Ingham County Court Program Helps Child Victims of Sex Trafficking
Little girls don't dream of being forced to have sex with strangers for the financial gain of someone else. Sex trafficking is a form of slavery, where young women and girls - and men and boys - are commodities. It's become an epidemic in our nation, our state, our neighborhoods.
There are approximately 20 to 30 million slaves in the world today. According to the U.S. State Department, 600,000 to 800,000 people are trafficked across international borders every year, of which 80% are female and half are children
According to dosomething.org, "the average age a teen enters the sex trade in the U.S. is 12 to 14 years old. Many victims are runaway girls who were sexually abused as children."
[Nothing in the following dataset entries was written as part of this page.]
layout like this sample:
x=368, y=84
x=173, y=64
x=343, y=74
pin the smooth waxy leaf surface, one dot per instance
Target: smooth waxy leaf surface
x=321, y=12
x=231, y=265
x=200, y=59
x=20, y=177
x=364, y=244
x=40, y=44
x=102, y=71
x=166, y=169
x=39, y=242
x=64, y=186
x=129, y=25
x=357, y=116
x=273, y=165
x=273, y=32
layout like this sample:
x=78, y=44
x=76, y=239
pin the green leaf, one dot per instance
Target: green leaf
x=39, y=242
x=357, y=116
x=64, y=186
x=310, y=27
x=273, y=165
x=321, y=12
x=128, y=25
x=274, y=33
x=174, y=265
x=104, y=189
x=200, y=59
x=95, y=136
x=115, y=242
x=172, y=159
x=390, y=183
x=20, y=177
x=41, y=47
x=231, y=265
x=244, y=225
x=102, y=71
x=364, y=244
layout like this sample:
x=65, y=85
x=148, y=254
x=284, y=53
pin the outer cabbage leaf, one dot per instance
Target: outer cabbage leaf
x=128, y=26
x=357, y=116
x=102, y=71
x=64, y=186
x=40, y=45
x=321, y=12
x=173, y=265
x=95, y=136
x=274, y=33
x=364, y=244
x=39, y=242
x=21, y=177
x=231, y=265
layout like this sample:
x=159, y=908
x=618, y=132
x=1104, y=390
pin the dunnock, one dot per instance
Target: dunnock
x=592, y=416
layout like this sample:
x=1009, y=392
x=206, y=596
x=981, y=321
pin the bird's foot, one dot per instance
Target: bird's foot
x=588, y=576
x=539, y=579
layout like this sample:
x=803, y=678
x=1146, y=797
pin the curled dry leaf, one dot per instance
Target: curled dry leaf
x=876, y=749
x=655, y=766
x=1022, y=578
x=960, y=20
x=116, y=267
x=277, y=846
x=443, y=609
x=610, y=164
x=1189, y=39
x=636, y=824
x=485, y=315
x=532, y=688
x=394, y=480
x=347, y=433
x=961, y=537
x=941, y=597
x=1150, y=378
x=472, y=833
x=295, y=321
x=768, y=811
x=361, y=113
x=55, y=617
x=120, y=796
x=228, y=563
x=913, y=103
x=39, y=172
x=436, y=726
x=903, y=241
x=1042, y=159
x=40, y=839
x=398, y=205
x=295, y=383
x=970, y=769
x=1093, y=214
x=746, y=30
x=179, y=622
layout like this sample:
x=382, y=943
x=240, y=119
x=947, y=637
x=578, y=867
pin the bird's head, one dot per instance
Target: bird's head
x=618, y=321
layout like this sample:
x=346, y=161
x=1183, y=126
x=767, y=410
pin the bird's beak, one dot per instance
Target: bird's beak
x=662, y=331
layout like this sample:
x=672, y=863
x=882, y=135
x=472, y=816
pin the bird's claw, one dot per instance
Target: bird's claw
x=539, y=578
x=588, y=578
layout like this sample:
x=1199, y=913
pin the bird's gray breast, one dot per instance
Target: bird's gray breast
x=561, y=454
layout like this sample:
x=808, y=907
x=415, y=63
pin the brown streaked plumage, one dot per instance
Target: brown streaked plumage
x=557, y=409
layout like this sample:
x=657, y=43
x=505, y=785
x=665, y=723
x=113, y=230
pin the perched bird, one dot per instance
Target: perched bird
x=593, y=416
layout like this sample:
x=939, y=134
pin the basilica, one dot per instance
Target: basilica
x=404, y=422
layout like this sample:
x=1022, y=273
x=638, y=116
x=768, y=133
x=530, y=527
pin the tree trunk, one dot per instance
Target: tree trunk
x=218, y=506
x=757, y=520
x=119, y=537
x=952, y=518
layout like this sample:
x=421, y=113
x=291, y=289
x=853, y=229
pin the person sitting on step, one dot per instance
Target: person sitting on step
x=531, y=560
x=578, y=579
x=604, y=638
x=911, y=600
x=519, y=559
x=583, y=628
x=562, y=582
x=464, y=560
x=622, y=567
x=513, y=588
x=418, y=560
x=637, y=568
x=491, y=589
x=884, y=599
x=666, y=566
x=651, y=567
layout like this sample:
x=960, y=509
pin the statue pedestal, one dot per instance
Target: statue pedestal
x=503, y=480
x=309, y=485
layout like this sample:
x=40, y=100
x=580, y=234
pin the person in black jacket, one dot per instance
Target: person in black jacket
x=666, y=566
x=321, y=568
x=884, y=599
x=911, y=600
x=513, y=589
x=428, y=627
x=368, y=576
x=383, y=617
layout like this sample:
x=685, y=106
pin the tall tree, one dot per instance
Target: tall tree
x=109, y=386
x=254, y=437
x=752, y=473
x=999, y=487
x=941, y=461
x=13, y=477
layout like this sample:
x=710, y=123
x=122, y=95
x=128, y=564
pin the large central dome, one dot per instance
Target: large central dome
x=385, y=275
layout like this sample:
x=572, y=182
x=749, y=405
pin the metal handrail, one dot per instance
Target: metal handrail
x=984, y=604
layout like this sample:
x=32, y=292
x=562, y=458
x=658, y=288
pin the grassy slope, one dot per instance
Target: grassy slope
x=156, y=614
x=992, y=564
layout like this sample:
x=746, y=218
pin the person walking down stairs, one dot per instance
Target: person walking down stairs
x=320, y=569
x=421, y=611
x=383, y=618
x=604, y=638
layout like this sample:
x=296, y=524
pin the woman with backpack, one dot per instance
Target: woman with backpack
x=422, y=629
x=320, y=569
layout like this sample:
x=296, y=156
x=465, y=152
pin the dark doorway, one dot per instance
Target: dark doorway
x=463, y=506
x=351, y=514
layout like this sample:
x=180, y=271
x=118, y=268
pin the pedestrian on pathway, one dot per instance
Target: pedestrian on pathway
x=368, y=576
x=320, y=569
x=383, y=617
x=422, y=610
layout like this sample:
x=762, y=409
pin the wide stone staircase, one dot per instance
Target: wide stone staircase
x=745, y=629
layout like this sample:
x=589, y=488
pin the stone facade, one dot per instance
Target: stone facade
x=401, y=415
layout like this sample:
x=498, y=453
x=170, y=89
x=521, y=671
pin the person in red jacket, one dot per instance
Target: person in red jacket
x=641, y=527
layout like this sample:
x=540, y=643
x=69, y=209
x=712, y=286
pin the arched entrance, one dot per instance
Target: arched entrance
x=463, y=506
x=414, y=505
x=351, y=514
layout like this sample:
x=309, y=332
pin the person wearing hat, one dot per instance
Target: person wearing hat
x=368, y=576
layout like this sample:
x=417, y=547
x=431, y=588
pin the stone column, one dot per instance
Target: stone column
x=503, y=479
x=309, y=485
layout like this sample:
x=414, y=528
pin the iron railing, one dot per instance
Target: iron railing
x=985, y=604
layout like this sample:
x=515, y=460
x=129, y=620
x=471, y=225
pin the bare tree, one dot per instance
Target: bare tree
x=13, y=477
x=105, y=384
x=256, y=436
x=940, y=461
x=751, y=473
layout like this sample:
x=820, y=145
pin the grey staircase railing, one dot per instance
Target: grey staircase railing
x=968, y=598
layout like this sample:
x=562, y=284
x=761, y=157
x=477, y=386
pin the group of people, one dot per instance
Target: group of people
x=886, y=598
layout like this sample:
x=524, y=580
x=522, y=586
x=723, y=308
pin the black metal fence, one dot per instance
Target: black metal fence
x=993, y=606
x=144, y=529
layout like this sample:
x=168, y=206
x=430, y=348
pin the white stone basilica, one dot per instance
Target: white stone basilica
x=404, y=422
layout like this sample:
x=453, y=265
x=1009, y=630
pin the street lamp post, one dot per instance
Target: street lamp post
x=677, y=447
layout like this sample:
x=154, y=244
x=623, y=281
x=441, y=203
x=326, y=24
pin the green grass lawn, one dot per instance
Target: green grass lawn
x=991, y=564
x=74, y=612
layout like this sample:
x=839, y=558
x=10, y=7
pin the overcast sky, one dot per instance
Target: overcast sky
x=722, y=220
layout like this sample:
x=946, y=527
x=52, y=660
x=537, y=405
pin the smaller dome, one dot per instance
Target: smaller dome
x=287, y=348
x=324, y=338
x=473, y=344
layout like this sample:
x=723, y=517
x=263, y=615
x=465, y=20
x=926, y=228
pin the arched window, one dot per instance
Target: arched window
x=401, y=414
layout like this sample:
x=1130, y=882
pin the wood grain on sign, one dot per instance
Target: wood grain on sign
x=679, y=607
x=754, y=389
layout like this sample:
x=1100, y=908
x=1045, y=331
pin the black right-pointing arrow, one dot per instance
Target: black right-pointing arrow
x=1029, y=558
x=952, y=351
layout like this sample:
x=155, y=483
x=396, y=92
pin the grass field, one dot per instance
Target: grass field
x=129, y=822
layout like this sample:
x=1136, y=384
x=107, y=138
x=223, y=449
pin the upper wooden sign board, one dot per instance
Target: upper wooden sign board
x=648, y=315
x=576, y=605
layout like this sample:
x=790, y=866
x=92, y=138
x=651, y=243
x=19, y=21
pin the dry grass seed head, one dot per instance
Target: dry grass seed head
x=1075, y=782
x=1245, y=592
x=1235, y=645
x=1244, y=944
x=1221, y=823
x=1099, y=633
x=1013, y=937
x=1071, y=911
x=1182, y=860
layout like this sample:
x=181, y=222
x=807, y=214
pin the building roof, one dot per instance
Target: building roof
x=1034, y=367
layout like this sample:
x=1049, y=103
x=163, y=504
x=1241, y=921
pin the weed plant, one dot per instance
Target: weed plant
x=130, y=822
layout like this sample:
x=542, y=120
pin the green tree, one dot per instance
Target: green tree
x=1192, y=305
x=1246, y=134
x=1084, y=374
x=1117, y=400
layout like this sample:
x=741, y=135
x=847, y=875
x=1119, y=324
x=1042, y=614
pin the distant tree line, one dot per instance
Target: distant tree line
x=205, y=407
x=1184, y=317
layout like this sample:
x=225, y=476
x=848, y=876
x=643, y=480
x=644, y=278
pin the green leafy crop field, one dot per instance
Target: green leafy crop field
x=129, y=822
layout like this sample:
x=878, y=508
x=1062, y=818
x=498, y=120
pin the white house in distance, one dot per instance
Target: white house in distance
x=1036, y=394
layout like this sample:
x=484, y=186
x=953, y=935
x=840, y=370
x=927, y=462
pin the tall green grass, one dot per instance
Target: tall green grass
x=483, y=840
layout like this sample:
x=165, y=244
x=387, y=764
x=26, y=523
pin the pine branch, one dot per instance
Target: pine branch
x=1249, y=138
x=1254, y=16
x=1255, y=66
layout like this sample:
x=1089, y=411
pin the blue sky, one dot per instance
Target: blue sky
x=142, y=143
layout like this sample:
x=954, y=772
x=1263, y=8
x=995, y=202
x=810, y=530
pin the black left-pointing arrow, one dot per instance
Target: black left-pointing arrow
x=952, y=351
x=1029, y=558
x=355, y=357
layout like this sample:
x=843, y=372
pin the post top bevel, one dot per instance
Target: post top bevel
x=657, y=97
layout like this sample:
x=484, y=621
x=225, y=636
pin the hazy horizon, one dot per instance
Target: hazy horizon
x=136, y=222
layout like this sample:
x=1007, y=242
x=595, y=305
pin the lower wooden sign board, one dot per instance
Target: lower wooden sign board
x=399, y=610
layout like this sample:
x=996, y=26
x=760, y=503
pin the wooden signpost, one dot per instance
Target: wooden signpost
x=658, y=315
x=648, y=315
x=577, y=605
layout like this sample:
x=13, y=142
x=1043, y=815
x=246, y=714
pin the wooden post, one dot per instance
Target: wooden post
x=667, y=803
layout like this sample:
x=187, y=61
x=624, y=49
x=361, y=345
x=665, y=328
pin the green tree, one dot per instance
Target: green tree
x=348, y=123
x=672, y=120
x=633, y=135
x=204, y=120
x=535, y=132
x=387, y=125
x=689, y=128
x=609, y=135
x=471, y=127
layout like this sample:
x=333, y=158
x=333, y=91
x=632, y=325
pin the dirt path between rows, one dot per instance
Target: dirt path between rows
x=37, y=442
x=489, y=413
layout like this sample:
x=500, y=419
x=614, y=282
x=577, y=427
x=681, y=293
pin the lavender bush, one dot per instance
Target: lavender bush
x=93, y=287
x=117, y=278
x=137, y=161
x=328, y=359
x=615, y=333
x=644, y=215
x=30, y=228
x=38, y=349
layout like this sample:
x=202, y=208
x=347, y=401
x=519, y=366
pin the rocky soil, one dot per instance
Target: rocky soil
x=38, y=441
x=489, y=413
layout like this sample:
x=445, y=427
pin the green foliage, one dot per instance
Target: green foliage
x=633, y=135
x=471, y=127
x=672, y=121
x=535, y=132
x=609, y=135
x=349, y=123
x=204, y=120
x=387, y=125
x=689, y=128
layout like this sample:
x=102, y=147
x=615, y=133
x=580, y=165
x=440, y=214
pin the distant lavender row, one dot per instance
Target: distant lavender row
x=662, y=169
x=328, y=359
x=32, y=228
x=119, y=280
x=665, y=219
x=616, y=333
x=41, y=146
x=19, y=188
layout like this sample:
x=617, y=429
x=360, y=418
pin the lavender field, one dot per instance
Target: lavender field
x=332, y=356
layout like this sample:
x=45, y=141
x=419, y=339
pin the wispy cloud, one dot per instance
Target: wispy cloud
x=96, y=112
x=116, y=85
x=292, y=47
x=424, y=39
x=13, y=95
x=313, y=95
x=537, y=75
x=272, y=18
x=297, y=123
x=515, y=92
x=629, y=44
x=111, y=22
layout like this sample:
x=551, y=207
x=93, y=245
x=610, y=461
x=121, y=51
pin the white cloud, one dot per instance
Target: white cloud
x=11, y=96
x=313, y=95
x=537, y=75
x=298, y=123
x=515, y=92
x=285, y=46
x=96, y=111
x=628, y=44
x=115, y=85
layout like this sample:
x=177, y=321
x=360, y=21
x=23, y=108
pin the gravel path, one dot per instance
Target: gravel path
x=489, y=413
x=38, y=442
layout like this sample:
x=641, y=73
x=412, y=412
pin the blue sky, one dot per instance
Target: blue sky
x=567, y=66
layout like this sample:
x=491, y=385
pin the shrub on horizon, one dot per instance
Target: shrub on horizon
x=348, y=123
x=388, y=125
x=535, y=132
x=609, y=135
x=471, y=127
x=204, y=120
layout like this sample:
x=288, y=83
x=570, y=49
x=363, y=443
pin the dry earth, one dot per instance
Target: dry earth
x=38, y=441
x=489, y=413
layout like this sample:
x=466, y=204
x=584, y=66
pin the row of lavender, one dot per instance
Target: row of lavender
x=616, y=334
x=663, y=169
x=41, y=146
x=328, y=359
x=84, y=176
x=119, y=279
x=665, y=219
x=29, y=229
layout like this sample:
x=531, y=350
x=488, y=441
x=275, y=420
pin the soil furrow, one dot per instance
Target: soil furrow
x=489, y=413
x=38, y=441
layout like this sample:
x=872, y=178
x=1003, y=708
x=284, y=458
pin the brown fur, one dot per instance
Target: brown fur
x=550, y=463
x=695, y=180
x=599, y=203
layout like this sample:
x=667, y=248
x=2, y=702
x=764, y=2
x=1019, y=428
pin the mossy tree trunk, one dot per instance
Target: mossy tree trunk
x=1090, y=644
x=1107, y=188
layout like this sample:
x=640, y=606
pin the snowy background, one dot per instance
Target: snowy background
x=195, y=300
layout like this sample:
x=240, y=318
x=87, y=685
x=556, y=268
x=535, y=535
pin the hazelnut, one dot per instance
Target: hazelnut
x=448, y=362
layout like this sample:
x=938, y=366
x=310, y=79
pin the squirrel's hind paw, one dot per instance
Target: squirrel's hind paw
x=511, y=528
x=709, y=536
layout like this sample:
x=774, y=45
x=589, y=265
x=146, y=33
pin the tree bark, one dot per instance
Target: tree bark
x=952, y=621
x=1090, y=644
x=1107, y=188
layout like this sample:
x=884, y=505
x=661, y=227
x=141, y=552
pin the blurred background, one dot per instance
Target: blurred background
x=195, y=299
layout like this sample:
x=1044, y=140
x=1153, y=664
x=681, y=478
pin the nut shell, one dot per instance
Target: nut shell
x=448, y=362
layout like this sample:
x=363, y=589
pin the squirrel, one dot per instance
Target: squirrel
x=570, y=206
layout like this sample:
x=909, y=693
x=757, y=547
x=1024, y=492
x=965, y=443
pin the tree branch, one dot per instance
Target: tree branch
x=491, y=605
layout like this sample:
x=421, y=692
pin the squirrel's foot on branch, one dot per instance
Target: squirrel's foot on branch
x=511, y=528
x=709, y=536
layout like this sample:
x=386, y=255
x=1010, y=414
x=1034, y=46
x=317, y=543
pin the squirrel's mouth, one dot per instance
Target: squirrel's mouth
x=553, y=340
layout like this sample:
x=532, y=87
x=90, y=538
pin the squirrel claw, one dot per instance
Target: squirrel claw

In recent years, Michigan courts have been taking new approaches to those who find themselves in the system; when applicable to the situation, instead of incarceration, the court system has begun to provide better solutions in the form of 'problem solving courts', such as Veterans Court, Drug Treatment Court, Sobriety Court, Mental Health Court and more, which offer programs for the individual to receive counseling, job training and a support system that is designed (and proven to) create more positive life outcomes.
The Lansing State Journal reports here that the most recent addition to such programs is "Phoenix Court", a treatment program that debuted last week in Ingham County for those who have been victims of sexual exploitation. The programs give the victims and their families the chance to avoid incarceration, which doesn't solve the issues at the root of the problem, and learn better ways to navigate their lives.